Joe Mihaljević

Personal information
- Full name: Joseph Maurice Mihaljević
- Date of birth: September 19, 1960 (age 65)
- Place of birth: St. Louis, Missouri, United States
- Height: 6 ft 1 in (1.85 m)
- Position: Forward

Youth career
- Hartwick College

Senior career*
- Years: Team / Apps / (Gls)
- 1982–1987: Pittsburgh Spirit (indoor) / 9 / (0)
- 1988: Fort Wayne Flames (indoor) / 12 / (2)
- 1986–1987: San Jose Earthquakes
- 1988: Miami Sharks
- 1990–1992: San Jose Oaks

Managerial career
- 2007–: Folsom High School
- Rio Americano High School
- 2008–: Mihaljevic Soccer Club – Top Gun

= Joe Mihaljevic =

American soccer player and coach

Joe Mihaljević (born September 19, 1960, in St. Louis, Missouri) is a retired soccer forward. He runs a year-round soccer school in Folsom, California

==Youth==
His father, Đuro Đuro "George" Mihaljević, a native of Croatia, played professionally in Europe before immigrating to the U.S. He eventually settled in St. Louis, Missouri where he became the first head coach of the North American Soccer League's St. Louis Stars. In 1966, George established the first soccer school in the United States in St. Louis, Missouri "Mihaljevic Soccer School", and developed many talented players. At age 8, Mihaljević began attending his father's school and played for its competitive team, Missouri Mules. The team won 2 international youth tournaments in the Netherlands & Canada.

==College==
After graduating from high school in 1978, Mihaljević was sent to live with relatives in the former Yugoslavia to train & play soccer. He reluctantly turned down a 4-year contract with 1st Division Teams, Red Star Belgrade and OFK Beograd due to the country's impending civil war. Upon returning to the United States, he attended Meramec Community College and was a first team "All AMERICAN" after he graduated junior college Mihaljević was offered a full NCAA, Division I scholarship to Hartwick College in Oneonta, New York in 1978. Coached by one of the top coaches in the United States Jim Lennox a United States Staff Coach where Joe said he received the best training of his life along with his father George. In addition to playing collegiate soccer, Mihaljević played on amateur clubs. In 1981, he was on the Anheuser-Busch Soccer Club when it won the U.S. Amateur Cup. Mihaljević scored the winning goal 2–1 against Philadelphia Bayern.

==Professional career==
In 1982, the Pittsburgh Spirit of the Major Indoor Soccer League (MISL) drafted Mihaljević as its 2nd-round draft pick and played on a line with Stan Terlecki of Poland the Co-MVP of the League with Steve Zungul. In 1988, Mihaljević joined the Fort Wayne Flames of the American Indoor Soccer Association (AISA) for the Challenge Cup Playoffs.
In 1986, the San Jose Earthquakes of the Western Soccer Alliance (WSA) signed Mihaljević. The next year, he was the Alliance's "Leading Goal Scorer" and became the "United States' Leading Goal Scorer" in 1987 with seven goals and two assists. He moved east to the Miami Sharks for the 1988 American Soccer League (ASL) season, under the coaching of 1970's World Cup Captain, Carlos Alberto Torres, of Brazil where he established himself as a force on the team by scoring 5 goals in the last 25 minutes of his 2nd game, defeating the Washington Diplomats, 5–1, a record for "Most Goals Scored in a Game". He also had Dirceu Guimares as a midfielder on the Miami Sharks. Dirceu Guimares was voted 3rd "Most Valuable Player in the World at the 1978 World Cup for Brazil behind Mario Kempes of Argentina and Robbie Rensenbrink of Holland.

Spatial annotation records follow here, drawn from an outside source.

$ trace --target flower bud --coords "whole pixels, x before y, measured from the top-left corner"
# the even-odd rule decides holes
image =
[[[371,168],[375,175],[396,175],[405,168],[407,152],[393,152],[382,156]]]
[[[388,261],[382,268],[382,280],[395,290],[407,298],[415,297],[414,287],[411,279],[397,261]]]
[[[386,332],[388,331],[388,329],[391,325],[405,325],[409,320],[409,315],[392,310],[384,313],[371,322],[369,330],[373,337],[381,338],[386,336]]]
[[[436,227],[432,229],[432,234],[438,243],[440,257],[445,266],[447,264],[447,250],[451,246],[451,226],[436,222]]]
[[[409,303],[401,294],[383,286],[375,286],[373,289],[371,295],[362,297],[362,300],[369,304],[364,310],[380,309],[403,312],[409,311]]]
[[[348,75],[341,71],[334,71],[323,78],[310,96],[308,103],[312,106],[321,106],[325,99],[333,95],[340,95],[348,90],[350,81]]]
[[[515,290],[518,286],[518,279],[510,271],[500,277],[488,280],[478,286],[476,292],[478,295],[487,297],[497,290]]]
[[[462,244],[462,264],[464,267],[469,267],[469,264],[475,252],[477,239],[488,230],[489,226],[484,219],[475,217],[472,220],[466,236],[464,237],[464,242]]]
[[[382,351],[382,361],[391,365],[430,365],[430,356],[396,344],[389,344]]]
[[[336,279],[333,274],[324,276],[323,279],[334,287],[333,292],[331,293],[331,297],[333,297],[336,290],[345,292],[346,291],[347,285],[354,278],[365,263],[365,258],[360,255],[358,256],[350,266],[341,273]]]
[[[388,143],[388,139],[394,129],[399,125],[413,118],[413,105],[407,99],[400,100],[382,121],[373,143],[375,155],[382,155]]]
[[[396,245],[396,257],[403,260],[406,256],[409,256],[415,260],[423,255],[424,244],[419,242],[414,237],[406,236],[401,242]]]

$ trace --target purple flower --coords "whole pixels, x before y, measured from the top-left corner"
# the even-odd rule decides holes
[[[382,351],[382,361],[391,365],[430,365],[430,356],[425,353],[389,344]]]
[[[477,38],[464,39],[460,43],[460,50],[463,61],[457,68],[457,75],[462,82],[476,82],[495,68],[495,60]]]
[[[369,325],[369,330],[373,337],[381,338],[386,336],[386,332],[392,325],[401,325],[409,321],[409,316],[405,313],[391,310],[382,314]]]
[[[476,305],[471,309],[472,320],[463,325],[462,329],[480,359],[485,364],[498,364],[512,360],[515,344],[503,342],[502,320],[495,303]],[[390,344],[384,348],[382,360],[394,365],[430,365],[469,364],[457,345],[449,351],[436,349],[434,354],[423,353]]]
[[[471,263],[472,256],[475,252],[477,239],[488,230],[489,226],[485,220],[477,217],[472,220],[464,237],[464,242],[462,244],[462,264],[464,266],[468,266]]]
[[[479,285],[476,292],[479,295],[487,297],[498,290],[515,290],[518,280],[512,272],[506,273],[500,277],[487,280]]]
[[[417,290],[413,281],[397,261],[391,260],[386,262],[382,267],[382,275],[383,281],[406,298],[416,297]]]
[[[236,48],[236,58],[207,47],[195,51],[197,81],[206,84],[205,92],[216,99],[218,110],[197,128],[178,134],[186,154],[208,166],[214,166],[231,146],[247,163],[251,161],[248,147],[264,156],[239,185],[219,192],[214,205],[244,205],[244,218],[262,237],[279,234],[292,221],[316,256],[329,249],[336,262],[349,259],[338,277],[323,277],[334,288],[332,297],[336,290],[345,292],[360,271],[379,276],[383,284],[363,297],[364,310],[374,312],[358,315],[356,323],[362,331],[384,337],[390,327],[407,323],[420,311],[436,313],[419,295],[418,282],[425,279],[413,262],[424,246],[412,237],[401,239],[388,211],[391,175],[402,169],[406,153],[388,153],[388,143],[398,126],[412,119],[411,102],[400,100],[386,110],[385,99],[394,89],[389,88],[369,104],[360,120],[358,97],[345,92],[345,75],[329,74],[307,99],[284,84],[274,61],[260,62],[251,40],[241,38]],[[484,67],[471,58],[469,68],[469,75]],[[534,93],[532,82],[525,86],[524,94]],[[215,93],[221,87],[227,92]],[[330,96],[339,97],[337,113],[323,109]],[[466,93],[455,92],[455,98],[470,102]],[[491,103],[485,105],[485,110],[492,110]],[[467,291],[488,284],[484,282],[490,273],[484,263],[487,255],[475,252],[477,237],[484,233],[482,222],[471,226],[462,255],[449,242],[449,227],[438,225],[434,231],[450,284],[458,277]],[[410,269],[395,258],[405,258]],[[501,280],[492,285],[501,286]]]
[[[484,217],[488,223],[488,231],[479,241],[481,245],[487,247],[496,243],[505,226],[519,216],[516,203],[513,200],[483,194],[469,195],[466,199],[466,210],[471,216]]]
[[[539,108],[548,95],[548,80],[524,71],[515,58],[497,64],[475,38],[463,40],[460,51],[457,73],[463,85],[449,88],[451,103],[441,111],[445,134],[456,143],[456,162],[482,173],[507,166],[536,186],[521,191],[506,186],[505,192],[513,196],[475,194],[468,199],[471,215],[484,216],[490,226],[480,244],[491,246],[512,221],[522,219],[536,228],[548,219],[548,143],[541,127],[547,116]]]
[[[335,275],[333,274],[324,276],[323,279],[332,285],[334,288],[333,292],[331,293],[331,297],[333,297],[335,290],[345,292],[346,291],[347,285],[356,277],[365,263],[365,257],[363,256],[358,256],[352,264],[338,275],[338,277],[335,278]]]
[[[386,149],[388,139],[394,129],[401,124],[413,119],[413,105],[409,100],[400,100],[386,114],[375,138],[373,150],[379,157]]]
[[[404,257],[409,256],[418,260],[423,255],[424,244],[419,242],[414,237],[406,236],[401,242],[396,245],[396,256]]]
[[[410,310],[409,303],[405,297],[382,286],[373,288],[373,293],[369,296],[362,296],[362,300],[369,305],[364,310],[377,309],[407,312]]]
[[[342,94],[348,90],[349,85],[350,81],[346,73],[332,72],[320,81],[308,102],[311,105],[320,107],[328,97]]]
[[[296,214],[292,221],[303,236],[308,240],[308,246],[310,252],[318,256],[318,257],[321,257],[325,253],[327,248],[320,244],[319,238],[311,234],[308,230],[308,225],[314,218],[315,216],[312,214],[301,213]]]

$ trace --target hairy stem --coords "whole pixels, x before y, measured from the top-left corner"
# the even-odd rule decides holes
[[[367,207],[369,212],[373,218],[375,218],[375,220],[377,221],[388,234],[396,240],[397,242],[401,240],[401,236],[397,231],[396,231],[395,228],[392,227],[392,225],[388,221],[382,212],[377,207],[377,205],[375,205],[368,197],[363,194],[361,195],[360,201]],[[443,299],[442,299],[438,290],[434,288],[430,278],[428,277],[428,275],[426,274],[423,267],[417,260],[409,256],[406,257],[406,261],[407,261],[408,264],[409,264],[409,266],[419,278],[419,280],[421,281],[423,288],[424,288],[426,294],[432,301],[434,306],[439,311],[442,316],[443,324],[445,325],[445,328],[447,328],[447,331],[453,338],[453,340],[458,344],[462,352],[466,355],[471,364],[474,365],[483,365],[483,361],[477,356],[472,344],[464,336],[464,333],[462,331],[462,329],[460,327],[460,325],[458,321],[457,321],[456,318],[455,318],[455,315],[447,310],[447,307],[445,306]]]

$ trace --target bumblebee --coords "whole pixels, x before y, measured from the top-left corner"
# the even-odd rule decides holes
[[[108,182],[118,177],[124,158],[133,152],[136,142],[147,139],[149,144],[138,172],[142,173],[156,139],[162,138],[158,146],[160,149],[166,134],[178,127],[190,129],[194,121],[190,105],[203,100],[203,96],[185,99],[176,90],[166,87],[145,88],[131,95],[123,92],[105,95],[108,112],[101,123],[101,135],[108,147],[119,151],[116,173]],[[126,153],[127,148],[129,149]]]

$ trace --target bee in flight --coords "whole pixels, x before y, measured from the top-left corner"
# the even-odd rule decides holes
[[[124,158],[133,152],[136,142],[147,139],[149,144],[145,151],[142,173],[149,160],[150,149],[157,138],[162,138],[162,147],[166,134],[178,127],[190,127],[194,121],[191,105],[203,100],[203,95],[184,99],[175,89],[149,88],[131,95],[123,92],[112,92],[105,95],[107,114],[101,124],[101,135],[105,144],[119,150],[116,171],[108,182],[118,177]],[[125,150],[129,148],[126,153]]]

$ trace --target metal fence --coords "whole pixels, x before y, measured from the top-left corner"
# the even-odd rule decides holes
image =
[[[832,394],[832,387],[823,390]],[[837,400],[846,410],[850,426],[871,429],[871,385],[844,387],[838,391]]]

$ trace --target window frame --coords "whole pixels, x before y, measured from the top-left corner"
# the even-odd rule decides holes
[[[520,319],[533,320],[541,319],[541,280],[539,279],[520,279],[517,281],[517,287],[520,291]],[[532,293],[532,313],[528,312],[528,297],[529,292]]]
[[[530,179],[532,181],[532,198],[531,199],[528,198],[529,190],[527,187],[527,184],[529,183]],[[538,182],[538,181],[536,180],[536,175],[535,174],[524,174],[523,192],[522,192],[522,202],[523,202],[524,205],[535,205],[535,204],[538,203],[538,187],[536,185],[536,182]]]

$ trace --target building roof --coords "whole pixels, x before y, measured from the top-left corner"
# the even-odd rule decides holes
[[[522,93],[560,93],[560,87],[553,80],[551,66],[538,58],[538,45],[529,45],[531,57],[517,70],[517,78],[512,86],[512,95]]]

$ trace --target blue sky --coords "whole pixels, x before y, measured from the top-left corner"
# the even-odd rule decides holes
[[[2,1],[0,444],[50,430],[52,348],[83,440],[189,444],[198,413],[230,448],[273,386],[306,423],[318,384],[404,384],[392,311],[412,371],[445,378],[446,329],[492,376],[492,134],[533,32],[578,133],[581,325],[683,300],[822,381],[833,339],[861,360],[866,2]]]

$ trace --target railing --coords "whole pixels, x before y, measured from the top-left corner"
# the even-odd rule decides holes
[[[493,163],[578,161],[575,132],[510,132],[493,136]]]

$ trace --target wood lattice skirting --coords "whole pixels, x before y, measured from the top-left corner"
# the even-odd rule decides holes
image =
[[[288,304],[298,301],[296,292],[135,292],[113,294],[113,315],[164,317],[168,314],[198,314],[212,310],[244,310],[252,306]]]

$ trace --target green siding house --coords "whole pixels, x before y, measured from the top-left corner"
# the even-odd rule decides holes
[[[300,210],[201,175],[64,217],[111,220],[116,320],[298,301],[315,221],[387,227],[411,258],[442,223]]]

In 1990, he joined the San Jose Oaks Soccer Club and remained with the team through the 1992 season when the team took the U.S. Open Cup. Mihaljević was voted 1992 U.S. Open Cup "Most Valuable Player" with a goal and 2 assists in the final game (3–1).

==Coaching==
After retiring from playing professionally Mihaljević re-opened his father's soccer school in Folsom, California in September 2003, also named "Mihaljevic Soccer School".

== Personal ==
Mihaljević has 4 children with Lynette Trinidad-Mihaljević (married 1994. divorced 2018): Joey, Dominique, John Paul & Milan.